Trunk Sewer

Published: September 30, 2017 | Last updated: July 5, 2023

What Does Trunk Sewer Mean?

The trunk sewer is the sewer line that receives wastewater flow from the collector sewer and conveys this wastewater either to an intercepting sewer or a treatment plant. The trunk sewer forms a significant part of a sewer network in large population or industrial centers.

Small diameter pipes, also known as lateral sewers, carry wastewater from residential and commercial buildings to the collector sewer, which flows into the larger trunk sewer for onward transmission.

The trunk sewer is sometimes referred to as the main sewer, although in other instances, tributary sewer lines that feed the trunk sewer are called the main sewers. Figure 1 shows one arrangement of the trunk sewer within the sewer network in a neighborhood.

In this case, the lateral lines carry wastewater to the local main sewer line, which then flows to the regional trunk line. Manholes form an essential part of this system as they are necessary for access to undertake inspection and repairs.

The trunk sewer size is determined by the anticipated design flow for the required service area and the hydraulic characteristics of the sewer piping network. The minimum diameter of the trunk sewer is typically 12 inches. The design flow is found through sewer computer modeling and the study of the assumed flow rates in the development.


Trenchlesspedia Explains Trunk Sewer

The trunk sewer is generally located within the public right of way or easement and must be adequately maintained to meet operational requirements. Continuous operation of the trunk sewer and other sewer network components is achieved through routine inspection and cleaning exercises. When developing a maintenance plan, factors considered include:

  • Age.
  • Diameter.
  • The material of the sewer line.
  • Location and accessibility.
  • Subsurface conditions.
  • Corrosion potential.

Inspection of the sewer network can be done in several ways, including closed-circuit television (CCTV), cameras, visual inspection, and lamping inspection. The use of CCTV inspections ranks as the most common and effective method.

CCTV inspections are cost-effective with the equipment successfully able to evaluate trunk sewer lines up to 48 inches. CCTV is beneficial in providing a comprehensive assessment of the state of the pipe walls.
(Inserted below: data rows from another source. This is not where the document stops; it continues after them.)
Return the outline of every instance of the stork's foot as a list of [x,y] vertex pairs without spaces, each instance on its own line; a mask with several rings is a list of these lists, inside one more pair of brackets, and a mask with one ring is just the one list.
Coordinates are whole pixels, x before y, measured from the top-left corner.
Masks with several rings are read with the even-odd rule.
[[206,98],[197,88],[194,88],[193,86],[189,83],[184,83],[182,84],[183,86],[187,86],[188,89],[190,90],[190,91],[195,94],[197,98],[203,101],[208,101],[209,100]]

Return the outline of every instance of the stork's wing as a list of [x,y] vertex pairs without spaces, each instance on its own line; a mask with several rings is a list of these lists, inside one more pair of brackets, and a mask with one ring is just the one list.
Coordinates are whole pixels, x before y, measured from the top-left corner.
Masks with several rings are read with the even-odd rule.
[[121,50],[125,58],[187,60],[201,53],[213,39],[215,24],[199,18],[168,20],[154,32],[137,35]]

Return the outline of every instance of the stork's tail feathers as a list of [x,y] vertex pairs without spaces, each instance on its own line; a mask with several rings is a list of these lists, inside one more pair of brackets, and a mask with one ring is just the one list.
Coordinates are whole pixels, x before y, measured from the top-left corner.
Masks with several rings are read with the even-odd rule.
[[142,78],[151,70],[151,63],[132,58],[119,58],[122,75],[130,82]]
The video footage generated from this process is instrumental for future reference.

In Washington DC, the B Street-New Jersey trunk sewer was inspected by CCTV in 2004, with many defects found. Although the flaws in the interior tunnel were minor, previous experience showed that deterioration in the tunnel sidewalls was possible. In this case, non-destructive testing (NDT) determined the entire tunnel thickness condition.

CCTV, combined with NDT, yielded information on the trunk sewer wall thickness, areas of deterioration, and strengths at significant locations. Data from these investigations is critical to structural engineers in deciding remedial action and maintenance plans for the trunk sewer.

Another critical facet of maintenance of the sewer network is cleaning. Standard cleaning methods employ mechanical means such as rodding, hydraulic activities, including jetting and flushing, and the installation of silt traps and sand interceptors. Public education is also vital in keeping the pipes in the sewer network clean as pollution, and improper waste disposal can lead to clogging.